Cela m'a appris, d'une part, à composer très vite un personnage, à entrer tout aussi vite dans le jeu, et surtout à conserver tout ça sur la longueur. Et qui dit immersif dit aussi participatif. Avoir un public qui répond et qui interagit en permanence, ça apprend à être concentré, réactif et à improviser en restant dans les clous du personnage. Et ça enseigne également le lâcher-prise.

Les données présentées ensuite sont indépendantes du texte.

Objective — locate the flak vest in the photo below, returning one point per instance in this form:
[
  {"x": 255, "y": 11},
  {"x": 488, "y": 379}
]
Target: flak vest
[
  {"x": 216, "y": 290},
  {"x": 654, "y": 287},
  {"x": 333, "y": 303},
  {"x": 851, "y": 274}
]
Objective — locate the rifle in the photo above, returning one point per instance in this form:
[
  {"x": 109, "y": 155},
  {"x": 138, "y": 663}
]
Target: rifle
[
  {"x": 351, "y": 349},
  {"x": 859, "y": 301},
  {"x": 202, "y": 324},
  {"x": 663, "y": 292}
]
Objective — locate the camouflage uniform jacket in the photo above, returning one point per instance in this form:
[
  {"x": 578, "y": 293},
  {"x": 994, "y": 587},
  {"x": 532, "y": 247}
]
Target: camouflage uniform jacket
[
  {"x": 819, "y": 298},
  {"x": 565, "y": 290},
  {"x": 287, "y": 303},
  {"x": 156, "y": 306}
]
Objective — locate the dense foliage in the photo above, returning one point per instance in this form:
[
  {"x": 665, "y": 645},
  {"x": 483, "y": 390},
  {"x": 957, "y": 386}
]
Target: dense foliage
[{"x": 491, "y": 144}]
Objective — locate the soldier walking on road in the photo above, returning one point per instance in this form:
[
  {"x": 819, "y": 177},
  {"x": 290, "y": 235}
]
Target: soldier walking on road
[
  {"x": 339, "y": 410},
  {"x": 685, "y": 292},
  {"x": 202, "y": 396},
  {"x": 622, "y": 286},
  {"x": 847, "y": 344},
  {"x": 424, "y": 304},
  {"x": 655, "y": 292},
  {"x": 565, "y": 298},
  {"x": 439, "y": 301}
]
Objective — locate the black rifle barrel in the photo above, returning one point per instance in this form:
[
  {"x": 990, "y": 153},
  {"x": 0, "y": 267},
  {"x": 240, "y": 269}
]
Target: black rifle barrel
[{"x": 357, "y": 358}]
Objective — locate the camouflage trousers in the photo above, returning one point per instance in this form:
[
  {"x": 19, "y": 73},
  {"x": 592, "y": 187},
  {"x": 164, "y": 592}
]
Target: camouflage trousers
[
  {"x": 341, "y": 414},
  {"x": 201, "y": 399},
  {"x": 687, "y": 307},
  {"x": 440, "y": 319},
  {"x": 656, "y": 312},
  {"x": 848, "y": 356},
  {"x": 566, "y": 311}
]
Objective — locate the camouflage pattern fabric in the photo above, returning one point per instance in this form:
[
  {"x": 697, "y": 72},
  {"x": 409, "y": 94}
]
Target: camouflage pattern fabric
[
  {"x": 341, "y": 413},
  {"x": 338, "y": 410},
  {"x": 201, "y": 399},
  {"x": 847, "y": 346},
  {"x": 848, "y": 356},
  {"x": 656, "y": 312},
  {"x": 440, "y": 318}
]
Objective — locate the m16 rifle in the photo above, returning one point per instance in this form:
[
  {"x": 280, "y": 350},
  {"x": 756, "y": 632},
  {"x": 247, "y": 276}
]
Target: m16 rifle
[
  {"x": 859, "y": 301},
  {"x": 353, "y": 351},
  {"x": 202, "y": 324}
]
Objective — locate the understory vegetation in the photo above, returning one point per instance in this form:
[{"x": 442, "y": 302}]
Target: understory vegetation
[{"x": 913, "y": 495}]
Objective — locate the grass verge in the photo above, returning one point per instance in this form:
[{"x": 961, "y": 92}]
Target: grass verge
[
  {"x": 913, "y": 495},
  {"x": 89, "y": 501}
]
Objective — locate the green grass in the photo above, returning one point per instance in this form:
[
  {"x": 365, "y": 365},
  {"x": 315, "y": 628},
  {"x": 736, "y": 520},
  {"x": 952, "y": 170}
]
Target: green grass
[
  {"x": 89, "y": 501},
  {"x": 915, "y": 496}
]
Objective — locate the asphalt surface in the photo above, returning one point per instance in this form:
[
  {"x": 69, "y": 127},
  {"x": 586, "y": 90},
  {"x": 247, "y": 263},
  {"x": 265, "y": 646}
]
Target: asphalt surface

On ne prend plus les choses personnellement, on reste stoïque face à un public difficile et on apprend à dédramatiser l'échec.

R.S : Tu fais également du doublage : qu’est-ce qui te plaît dans le fait de jouer uniquement avec la voix ?

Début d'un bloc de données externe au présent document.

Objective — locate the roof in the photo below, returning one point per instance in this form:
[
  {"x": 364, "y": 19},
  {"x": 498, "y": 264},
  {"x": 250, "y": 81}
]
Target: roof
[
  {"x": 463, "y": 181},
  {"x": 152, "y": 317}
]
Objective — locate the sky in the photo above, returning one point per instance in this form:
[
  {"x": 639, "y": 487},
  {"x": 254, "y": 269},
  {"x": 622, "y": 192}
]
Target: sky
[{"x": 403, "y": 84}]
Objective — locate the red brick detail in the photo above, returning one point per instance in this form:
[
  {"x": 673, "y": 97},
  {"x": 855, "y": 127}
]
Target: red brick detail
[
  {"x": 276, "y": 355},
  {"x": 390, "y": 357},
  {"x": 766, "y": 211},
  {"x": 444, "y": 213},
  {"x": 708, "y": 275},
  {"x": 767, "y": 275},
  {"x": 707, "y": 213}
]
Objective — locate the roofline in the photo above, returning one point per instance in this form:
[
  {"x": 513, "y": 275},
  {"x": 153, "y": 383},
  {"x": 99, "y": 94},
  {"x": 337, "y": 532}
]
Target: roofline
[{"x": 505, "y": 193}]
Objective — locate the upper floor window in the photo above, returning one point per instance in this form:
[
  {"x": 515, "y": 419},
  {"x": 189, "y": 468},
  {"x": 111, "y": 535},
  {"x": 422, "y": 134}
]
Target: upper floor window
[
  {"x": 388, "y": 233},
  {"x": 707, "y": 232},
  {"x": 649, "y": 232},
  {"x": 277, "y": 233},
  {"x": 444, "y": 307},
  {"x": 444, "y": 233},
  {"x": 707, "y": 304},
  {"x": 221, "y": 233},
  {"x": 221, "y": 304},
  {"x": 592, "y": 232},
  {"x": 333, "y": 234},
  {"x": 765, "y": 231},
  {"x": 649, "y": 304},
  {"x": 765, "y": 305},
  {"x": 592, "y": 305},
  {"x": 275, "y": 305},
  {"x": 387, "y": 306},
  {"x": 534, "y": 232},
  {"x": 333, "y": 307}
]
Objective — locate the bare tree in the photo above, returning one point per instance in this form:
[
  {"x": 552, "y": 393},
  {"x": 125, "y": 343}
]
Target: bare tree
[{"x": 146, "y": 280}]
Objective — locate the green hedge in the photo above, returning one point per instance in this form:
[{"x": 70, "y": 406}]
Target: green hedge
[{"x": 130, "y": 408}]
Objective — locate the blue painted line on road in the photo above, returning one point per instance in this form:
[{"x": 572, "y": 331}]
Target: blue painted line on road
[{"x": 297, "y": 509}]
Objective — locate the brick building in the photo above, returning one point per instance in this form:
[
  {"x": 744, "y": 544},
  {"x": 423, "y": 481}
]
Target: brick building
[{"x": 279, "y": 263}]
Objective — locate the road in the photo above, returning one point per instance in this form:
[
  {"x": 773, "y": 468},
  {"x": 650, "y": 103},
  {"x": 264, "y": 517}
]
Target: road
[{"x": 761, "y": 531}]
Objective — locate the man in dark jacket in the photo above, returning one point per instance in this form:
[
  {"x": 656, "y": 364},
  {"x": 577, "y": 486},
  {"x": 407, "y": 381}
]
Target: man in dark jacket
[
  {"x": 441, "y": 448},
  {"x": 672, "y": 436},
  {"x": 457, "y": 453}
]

A.L.R : J'y retrouve un amusement comparable à nos jeux d'enfants, lorsque l'on faisait parler nos jouets. Il s'agit de transférer le jeu, l'interprétation, sur un visage et un corps qui ne sont pas les nôtres. C'est assez grisant ! Sans compter que cela nous permet d'avoir accès à des rôles dont on ne peut que rêver. Travailler l'interprétation avec le seul vecteur de la voix est aussi un retour à l'essentiel. Il y a quelque chose d'intime, un travail d’orfèvre qui me plaît beaucoup.

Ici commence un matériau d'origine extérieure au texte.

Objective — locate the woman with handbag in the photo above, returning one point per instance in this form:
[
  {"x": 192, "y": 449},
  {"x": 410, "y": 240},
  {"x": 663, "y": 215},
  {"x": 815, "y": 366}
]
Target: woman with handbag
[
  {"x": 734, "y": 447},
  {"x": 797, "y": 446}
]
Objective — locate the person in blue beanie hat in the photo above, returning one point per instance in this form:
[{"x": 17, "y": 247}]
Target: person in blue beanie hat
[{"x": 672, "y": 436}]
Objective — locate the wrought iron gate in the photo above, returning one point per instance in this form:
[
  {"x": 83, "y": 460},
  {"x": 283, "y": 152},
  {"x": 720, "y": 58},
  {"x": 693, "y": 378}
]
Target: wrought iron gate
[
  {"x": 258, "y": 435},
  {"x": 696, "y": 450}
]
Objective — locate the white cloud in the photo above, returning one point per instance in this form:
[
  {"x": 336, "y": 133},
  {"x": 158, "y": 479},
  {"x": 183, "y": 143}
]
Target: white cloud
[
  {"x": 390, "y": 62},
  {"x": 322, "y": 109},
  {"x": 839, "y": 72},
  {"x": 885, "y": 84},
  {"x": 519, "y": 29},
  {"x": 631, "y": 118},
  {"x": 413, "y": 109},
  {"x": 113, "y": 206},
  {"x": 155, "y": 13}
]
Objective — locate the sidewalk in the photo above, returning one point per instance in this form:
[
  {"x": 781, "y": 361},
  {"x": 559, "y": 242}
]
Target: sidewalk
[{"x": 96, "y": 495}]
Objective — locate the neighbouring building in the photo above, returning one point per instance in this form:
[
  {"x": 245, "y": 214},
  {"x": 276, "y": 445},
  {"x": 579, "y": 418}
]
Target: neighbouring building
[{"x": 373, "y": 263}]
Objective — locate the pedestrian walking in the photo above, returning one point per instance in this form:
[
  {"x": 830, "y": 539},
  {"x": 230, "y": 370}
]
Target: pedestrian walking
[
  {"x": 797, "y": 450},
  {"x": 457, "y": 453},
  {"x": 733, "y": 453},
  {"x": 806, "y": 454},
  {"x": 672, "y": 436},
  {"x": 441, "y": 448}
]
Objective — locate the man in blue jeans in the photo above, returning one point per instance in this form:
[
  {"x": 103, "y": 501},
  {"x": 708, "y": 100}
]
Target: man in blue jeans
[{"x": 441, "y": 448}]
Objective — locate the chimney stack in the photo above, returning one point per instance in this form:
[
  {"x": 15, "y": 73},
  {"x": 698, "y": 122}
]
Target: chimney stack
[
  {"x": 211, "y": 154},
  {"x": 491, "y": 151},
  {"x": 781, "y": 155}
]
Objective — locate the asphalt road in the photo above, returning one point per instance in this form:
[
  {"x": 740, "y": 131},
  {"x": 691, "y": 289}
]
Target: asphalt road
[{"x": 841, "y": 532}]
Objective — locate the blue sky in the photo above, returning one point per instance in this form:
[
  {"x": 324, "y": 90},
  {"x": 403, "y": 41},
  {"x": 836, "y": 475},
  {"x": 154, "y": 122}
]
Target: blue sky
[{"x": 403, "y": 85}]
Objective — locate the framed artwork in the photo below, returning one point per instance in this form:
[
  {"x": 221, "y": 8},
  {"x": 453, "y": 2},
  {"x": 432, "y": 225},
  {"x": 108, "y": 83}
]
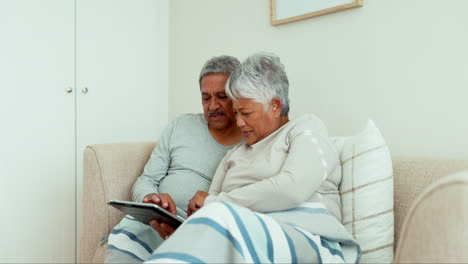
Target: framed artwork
[{"x": 286, "y": 11}]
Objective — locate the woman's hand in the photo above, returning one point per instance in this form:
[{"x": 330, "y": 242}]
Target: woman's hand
[
  {"x": 163, "y": 229},
  {"x": 162, "y": 199},
  {"x": 196, "y": 202}
]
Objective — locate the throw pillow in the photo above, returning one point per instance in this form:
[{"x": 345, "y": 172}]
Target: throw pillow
[{"x": 367, "y": 193}]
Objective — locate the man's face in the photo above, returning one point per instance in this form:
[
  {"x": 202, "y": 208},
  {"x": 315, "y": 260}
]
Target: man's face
[{"x": 217, "y": 106}]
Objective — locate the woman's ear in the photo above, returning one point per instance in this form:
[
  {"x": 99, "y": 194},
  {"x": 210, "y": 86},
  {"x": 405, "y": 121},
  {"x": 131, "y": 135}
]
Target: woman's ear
[{"x": 276, "y": 106}]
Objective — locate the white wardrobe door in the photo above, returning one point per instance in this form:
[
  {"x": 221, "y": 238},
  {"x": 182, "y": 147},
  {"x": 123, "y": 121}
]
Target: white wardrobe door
[
  {"x": 122, "y": 61},
  {"x": 37, "y": 158}
]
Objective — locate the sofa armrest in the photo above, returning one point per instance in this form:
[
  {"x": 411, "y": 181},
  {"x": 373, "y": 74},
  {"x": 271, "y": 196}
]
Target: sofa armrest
[
  {"x": 109, "y": 171},
  {"x": 434, "y": 228}
]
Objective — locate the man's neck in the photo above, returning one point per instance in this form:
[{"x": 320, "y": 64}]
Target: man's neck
[{"x": 226, "y": 137}]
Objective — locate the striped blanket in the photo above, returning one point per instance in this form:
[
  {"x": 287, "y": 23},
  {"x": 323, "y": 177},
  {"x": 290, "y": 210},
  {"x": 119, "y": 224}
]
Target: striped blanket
[{"x": 226, "y": 233}]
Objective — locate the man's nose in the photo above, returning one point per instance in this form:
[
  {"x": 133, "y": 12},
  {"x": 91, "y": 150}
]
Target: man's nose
[{"x": 213, "y": 105}]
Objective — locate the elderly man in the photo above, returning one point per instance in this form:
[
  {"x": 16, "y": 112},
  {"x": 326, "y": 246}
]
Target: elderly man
[{"x": 183, "y": 162}]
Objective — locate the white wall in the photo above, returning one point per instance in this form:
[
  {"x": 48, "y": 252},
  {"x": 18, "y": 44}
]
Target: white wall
[{"x": 402, "y": 63}]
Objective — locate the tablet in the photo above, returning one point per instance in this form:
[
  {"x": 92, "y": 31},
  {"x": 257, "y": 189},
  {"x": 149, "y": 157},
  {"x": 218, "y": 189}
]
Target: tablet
[{"x": 145, "y": 212}]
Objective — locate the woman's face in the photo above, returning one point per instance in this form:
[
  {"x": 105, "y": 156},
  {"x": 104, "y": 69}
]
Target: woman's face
[{"x": 254, "y": 123}]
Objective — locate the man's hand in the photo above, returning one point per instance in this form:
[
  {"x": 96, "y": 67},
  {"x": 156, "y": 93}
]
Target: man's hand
[
  {"x": 163, "y": 229},
  {"x": 162, "y": 199},
  {"x": 196, "y": 202}
]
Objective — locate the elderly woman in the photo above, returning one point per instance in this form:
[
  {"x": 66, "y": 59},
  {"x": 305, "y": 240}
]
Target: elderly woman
[{"x": 274, "y": 198}]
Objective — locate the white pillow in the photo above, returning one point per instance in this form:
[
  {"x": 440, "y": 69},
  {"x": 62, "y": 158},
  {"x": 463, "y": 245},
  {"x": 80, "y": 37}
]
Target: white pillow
[{"x": 367, "y": 193}]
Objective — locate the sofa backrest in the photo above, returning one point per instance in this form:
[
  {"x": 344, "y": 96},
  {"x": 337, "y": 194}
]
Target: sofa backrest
[{"x": 412, "y": 176}]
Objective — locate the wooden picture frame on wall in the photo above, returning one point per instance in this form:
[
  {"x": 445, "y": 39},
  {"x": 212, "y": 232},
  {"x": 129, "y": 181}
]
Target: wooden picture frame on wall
[{"x": 287, "y": 11}]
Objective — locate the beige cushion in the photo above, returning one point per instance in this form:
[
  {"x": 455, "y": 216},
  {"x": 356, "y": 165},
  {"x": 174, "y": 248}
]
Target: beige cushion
[
  {"x": 367, "y": 194},
  {"x": 435, "y": 228},
  {"x": 109, "y": 173}
]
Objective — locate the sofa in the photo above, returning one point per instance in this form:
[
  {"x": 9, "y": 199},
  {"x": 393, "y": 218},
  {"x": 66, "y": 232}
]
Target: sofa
[{"x": 430, "y": 201}]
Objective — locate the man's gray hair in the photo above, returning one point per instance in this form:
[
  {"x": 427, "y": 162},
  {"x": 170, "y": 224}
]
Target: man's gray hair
[
  {"x": 261, "y": 77},
  {"x": 220, "y": 64}
]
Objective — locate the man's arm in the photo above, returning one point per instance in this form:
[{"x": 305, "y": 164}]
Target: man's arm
[{"x": 156, "y": 168}]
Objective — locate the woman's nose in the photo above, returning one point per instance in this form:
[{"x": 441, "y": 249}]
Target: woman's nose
[{"x": 240, "y": 121}]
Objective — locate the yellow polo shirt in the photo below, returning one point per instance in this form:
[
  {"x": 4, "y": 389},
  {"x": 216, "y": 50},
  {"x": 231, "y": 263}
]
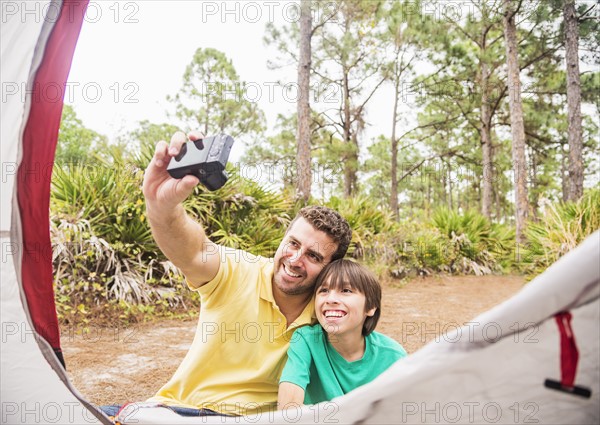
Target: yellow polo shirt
[{"x": 240, "y": 347}]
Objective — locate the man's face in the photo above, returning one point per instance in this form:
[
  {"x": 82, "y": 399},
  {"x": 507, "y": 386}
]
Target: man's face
[{"x": 301, "y": 256}]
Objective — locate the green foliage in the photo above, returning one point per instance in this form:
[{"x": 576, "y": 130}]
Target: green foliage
[
  {"x": 205, "y": 101},
  {"x": 242, "y": 215},
  {"x": 75, "y": 141},
  {"x": 145, "y": 138},
  {"x": 367, "y": 220},
  {"x": 561, "y": 228}
]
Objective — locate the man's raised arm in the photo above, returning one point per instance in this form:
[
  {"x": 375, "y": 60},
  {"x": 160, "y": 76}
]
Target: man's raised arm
[{"x": 179, "y": 237}]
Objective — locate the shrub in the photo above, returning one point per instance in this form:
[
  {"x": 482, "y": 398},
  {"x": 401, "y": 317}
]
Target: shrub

R.S : Le doublage demande une grande précision émotionnelle : trouves-tu ça plus contraignant ou plus libérateur que la scène ?

A.L.R : Les deux, mon capitaine, haha. La scène a ce pouvoir extraordinaire de nous faire entendre le public. On le ressent, on le perçoit, on s'appuie sur ses rires, on joue avec son silence lorsqu'il retient son souffle. On est maître du temps. Mais c'est le lieu de l'éphémère. Si on rate le coche, on ne peut pas y revenir.
En doublage, la liberté se trouve dans le fait qu'on peut se tromper, recommencer, décortiquer, être d'une précision chirurgicale, mais avec la contrainte de la bande-rythmo et de ce que le comédien original propose. Je dirais donc que les deux exercices sont complémentaires et libérateurs à leur manière.

R.S : Si tu devais résumer ton rapport au jeu et à la scène en une seule phrase, quelle serait-elle ?

A.L.R : Trouver la liberté dans la contrainte, et surtout s'amuser, encore et toujours.

R.S : Quels sont tes loisirs ?

A.L.R : Je suis un gros geek, haha. J'aime beaucoup les jeux vidéo et les jeux de société. Je trouve que ça développe un imaginaire sans limite, qui est précieux pour le métier que l'on fait. Et puis rester connecté à cet enfant intérieur qui ne veut surtout pas se prendre au sérieux, c'est ce qui m'aide à m'épanouir dans ma vie de grande personne.
Je pratique également le sabre coréen, un art martial qui, comme son nom l'indique, nous enseigne à manier l'équivalent d'un katana. J'y trouve un sens de la discipline et de l'intention qui, eux aussi, me servent tous les jours dans mon métier. La contrainte et la liberté, toujours ;)

R.S : Merci beaucoup, Arnauld.

A.L.R : Merci à toi ! Je suis plus que ravi de rejoindre cette grande famille. Merci pour ton accueil et ton travail.